The International Community’s Response
The Syrian government’s response to the protests is likely to affect international relations in many fronts. Firstly, the international reactions to the Syrian unrest and the Syrian government’s response have raised the concerns of Western governments including the United States and European countries.
Many Western governments have expressed condemnation over President Al-Assad’s violent response to the peaceful demonstrators. Secondly, following the uprising, many people are fleeing Syria into the neighboring Middle East countries. Many of these refugees pose a security threat to the country of destination. The Syrian government reports that 700 people, described as terrorists along with their families, escaped custody of Syrian authorities and entered Turkey.
From the human rights front, the Syrian government is accused of human rights abuse. The mass killing of protesters and dissenting military is likely to lower Syria’s international rating with respect to human rights. The London-based Syria Observatory for human rights reports that, over 1,100 civilians have died following the protests. Additionally, about 10,000 people are incarcerated in jails since the start of the uprising.

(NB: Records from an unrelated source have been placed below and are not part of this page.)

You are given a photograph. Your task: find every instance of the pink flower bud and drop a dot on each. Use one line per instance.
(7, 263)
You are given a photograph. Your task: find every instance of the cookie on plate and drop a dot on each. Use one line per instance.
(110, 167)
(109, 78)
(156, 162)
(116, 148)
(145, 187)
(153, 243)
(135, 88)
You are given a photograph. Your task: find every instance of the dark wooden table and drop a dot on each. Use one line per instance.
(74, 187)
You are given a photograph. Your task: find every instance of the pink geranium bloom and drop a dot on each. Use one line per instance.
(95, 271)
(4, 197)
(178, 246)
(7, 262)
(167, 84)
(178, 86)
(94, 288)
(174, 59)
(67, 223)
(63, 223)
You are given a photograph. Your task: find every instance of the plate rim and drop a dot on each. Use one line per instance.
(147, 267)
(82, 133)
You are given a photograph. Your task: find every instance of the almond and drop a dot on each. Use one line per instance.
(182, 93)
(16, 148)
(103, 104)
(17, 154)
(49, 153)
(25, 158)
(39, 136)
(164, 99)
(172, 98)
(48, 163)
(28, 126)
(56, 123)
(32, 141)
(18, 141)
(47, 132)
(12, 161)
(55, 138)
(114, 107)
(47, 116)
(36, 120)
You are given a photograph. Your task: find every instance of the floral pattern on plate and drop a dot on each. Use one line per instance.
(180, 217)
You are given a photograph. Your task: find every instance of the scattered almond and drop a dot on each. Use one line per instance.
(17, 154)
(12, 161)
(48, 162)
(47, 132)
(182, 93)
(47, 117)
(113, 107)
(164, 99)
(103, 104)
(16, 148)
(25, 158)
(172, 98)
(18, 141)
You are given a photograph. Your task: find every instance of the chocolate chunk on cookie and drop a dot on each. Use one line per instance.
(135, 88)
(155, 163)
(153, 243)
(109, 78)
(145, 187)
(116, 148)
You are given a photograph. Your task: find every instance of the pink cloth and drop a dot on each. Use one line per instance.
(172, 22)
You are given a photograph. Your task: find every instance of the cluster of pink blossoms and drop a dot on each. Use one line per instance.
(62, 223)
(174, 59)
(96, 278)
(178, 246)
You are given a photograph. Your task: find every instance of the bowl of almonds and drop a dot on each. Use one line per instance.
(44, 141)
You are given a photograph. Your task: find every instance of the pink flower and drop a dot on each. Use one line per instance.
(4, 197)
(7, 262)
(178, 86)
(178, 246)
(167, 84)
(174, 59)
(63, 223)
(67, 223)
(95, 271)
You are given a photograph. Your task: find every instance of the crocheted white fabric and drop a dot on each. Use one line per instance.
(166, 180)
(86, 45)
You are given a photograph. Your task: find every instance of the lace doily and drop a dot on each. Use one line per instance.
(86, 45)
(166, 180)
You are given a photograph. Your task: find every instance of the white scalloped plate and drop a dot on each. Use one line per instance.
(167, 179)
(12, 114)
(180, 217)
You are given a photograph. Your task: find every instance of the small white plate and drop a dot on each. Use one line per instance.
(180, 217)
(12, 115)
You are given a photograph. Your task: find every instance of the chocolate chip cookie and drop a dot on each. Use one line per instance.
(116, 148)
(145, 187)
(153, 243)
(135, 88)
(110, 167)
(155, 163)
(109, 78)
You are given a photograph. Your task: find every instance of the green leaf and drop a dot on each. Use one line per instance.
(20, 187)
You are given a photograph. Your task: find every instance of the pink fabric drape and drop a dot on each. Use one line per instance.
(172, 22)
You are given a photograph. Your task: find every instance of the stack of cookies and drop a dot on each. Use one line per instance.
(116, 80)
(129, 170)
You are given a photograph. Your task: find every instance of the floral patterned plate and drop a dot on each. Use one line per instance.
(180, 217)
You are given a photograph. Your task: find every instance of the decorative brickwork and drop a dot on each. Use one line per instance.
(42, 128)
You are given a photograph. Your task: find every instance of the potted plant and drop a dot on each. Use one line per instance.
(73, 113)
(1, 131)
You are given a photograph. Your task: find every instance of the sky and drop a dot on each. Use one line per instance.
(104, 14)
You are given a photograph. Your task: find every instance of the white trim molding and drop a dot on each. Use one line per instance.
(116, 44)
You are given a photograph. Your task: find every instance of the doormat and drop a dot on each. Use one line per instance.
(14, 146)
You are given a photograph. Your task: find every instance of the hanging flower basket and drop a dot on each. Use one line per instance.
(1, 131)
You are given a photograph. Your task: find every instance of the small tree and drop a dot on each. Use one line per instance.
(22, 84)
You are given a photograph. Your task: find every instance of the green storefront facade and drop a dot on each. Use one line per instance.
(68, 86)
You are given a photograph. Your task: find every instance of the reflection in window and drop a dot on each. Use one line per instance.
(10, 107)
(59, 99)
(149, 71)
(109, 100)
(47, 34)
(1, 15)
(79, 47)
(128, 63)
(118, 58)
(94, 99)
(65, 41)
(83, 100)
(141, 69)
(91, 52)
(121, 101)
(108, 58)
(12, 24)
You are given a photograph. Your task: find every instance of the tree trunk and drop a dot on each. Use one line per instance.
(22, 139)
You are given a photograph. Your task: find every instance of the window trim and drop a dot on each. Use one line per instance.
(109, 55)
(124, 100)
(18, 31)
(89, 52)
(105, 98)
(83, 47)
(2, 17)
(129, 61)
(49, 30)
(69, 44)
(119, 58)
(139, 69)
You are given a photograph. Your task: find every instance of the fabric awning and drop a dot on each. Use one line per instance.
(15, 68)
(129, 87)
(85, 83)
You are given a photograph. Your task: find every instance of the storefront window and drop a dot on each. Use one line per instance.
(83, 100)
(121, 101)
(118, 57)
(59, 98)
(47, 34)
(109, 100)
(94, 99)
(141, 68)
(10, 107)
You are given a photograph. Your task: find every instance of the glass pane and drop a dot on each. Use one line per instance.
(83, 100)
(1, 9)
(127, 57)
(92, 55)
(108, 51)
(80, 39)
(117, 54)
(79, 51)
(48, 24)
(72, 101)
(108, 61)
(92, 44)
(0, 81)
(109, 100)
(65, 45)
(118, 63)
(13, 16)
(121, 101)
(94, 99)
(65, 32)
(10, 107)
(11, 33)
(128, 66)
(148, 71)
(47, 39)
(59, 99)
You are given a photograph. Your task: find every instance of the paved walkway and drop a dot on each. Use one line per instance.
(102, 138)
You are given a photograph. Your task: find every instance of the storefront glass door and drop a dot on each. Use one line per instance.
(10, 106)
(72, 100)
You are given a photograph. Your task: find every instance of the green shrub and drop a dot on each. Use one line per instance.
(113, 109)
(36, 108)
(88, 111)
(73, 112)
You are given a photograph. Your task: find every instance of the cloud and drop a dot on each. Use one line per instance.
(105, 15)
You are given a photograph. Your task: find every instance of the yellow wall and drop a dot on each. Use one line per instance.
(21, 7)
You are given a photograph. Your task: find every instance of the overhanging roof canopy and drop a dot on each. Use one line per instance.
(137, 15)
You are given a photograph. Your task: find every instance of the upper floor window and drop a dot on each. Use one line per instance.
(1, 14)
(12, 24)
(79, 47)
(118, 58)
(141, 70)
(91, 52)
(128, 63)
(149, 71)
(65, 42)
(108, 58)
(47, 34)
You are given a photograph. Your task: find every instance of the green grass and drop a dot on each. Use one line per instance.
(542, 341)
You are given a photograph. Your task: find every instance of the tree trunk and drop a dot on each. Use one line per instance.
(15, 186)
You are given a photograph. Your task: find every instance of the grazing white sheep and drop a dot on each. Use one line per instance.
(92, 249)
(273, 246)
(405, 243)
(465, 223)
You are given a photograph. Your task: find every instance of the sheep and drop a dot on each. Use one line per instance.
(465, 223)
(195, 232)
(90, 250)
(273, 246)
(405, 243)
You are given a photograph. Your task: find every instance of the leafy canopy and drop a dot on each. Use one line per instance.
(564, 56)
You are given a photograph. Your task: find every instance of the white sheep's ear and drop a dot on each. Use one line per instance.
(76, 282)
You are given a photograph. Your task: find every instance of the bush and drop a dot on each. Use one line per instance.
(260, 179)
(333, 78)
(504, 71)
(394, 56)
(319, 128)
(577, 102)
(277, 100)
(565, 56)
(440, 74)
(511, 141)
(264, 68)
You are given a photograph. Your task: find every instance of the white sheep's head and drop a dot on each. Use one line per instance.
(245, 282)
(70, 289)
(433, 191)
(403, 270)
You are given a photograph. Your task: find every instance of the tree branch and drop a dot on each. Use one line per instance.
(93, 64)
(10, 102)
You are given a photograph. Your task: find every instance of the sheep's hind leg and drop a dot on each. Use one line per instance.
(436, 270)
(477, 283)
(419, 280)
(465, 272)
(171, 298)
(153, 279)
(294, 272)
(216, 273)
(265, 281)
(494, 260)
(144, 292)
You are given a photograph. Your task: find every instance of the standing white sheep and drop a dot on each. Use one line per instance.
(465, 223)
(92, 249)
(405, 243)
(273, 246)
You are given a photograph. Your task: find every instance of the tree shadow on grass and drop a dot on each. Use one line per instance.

The Syrian government’s violent response to protesters that has led to mass killings, gross abuse of human rights, and the fear of terrorists infiltrating into neighboring countries like Lebanon and Turkey; will inevitably affect international relations attracting sanctions or military action to force the government to implement necessary economic and political reforms.
Following the Syrian’s uprising and the government’s violent response, the credibility of the Syrian government in the international arena is low. Instead of implementing necessary reforms, President Al-assad mobilized the military to quell the Syria’s internal strife.
The military operation has resulted into the deaths of over 300 military personnel and over 1000 civilians. The regime has deployed its army to counter the uprising resulting into an internal war. Currently, Al-Assad’s regime is fighting to stay in power and is using all means to quell the insurgency against the will of the citizens.
The mounting international pressure on the Syrian government to stop the killings and human rights abuses is an indication that in the international opinion, Syria’s current regime is illegitimate and dictatorial. President Al-Assad is under much criticism from the United States, European countries and Asia to step down and allow regime change.
The uprising is motivated by need for democratic change hence has the support of the international community. However, the regime’s response to these protests, including killings, abuse of human rights, and detention of civilian, makes Al-Assad’s regime illegitimate; hence, the international sanctions and call for regime change. The international community is calling for a guided political transition to prevent the uprising from escalating into a civil war.